Sarcoidosis-associated uveitis was diagnosed based on the revised International Workshop on Ocular Sarcoidosis Criteria30. To assess ocular status, all referred patients underwent a thorough ophthalmic examination on the referral day, including slit-lamp biomicroscopy, funduscopic examination, and spectral-domain optical coherence tomography (Heidelberg Engineering GmbH; Heidelberg, Germany) by retinal specialists (YEH and JL). Additional angiographic evaluation using wide-field fluorescein angiography (Optos California: Optos plc, Dunfermline, United Kingdom) was conducted, particularly for those with suspicion but no definitive signs of uveitis (e.g., mild vitreous opacity, mild vascular abnormalities).
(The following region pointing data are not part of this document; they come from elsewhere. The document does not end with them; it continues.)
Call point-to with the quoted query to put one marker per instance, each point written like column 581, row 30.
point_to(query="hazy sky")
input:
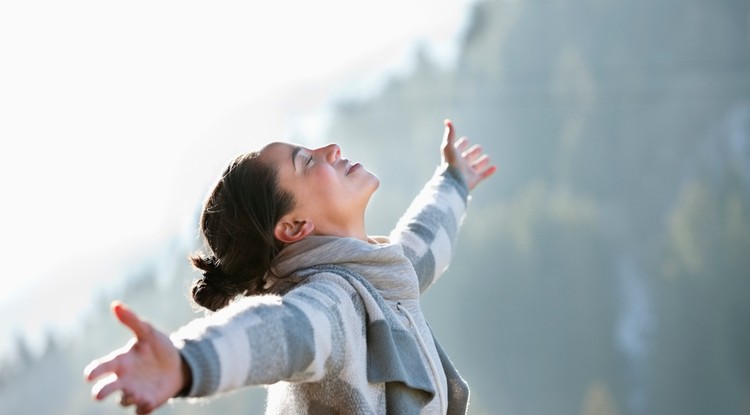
column 114, row 116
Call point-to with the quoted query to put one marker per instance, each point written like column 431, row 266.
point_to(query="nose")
column 332, row 152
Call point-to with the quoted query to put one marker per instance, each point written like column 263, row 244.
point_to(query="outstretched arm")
column 148, row 370
column 428, row 229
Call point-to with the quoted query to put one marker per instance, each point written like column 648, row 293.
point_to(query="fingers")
column 450, row 134
column 106, row 387
column 140, row 328
column 110, row 363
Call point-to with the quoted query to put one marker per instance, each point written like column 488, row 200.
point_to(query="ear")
column 290, row 230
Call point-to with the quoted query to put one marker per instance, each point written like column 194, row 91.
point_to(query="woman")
column 304, row 299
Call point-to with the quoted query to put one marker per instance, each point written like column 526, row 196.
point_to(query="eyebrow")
column 294, row 156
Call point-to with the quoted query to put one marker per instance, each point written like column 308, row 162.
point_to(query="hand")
column 472, row 162
column 148, row 369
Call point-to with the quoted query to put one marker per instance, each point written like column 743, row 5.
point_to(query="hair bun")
column 215, row 289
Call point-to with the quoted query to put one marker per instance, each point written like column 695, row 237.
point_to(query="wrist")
column 186, row 378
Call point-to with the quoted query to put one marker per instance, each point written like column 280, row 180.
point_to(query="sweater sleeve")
column 261, row 340
column 428, row 229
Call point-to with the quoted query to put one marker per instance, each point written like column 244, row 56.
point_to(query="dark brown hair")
column 237, row 226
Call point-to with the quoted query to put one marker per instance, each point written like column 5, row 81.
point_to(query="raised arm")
column 428, row 229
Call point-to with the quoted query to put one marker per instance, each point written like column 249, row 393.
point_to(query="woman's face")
column 328, row 190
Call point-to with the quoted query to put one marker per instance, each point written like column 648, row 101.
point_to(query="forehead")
column 277, row 152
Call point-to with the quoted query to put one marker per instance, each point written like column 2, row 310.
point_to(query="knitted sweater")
column 343, row 331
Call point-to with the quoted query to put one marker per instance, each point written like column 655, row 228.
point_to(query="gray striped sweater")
column 343, row 331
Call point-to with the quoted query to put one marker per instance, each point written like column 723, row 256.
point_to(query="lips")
column 351, row 167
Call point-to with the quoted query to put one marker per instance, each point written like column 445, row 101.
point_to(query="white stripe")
column 321, row 329
column 441, row 250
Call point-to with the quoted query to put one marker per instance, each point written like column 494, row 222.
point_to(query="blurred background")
column 604, row 270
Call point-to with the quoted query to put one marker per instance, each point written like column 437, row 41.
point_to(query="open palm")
column 147, row 370
column 471, row 161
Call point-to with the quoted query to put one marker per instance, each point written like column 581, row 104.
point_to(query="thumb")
column 130, row 320
column 449, row 141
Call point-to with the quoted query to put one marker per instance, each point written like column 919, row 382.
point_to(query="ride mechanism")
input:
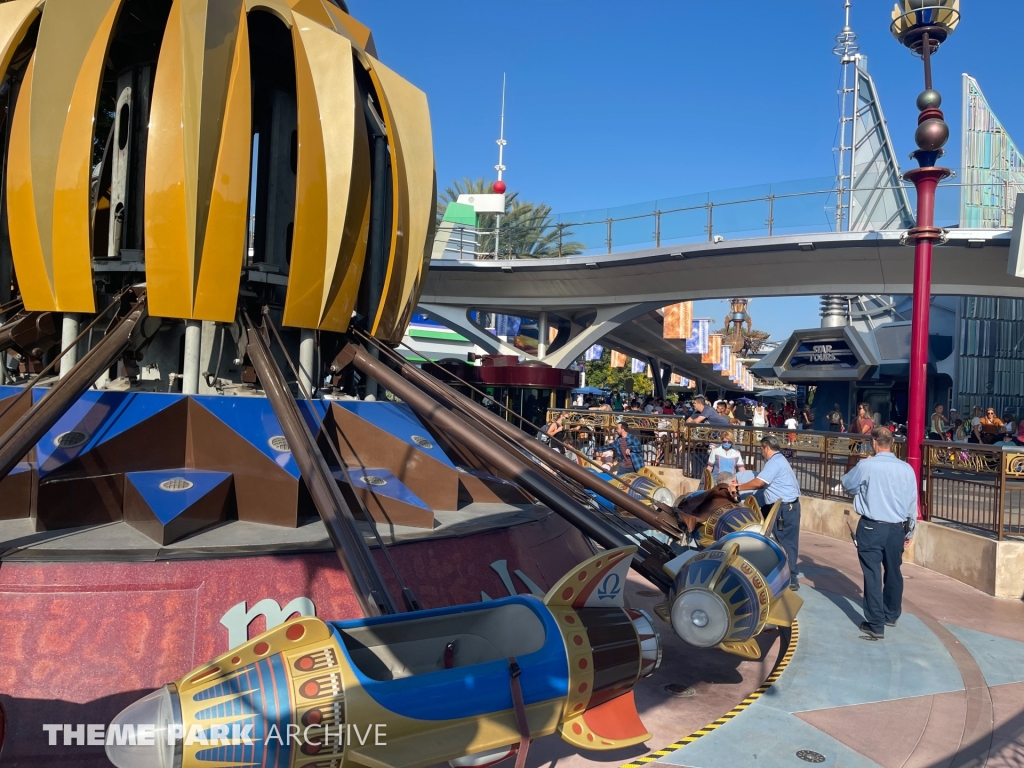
column 260, row 162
Baseline characteristics were reviewed using electronic medical records. Demographic characteristics, including sex, age, body mass index, smoking history, comorbidities, and accompanying ophthalmic symptoms at initial diagnosis, were investigated. To evaluate the state related to underlying sarcoidosis, we examined laboratory findings and involved organs. As it was not possible to confirm the pathologic diagnosis for all suspicious lesions, we judged the involved organs based on radiologic studies. Although not all patients underwent the tests, we investigated the results of pulmonary function tests, six-minute walk tests, and bronchoalveolar lavage performed before the initial sarcoidosis diagnosis or during hospitalization for diagnosis.

Statistical analysis

All data are presented as numbers (percentage) and mean ± standard deviation for categorical and continuous variables, respectively. Categorical variables were compared using the χ2 or Fisher’s exact test. Differences in continuous variables were analyzed using Mann–Whitney U test. We utilized Logistic regression analysis to investigate associated factors with uveitis. Independent variables were selected based on statistical significance (P-value < 0.1) for univariate and multivariate analyses. Logistic regression analysis with backward selection was used for univariate and multivariate analyses to calculate odds ratios (OR) with 95% confidence intervals (CI). All tests of significance were two-sided, and a P-value of < 0.05 was considered indicative of statistical significance. As bronchoalveolar lavage was performed only in a subset of enrolled patients, we conducted a subgroup analysis with patients who received bronchoalveolar lavage at the initial time of diagnosis. All analyses were performed using SPSS software (version 24.0; Chicago, IL, USA).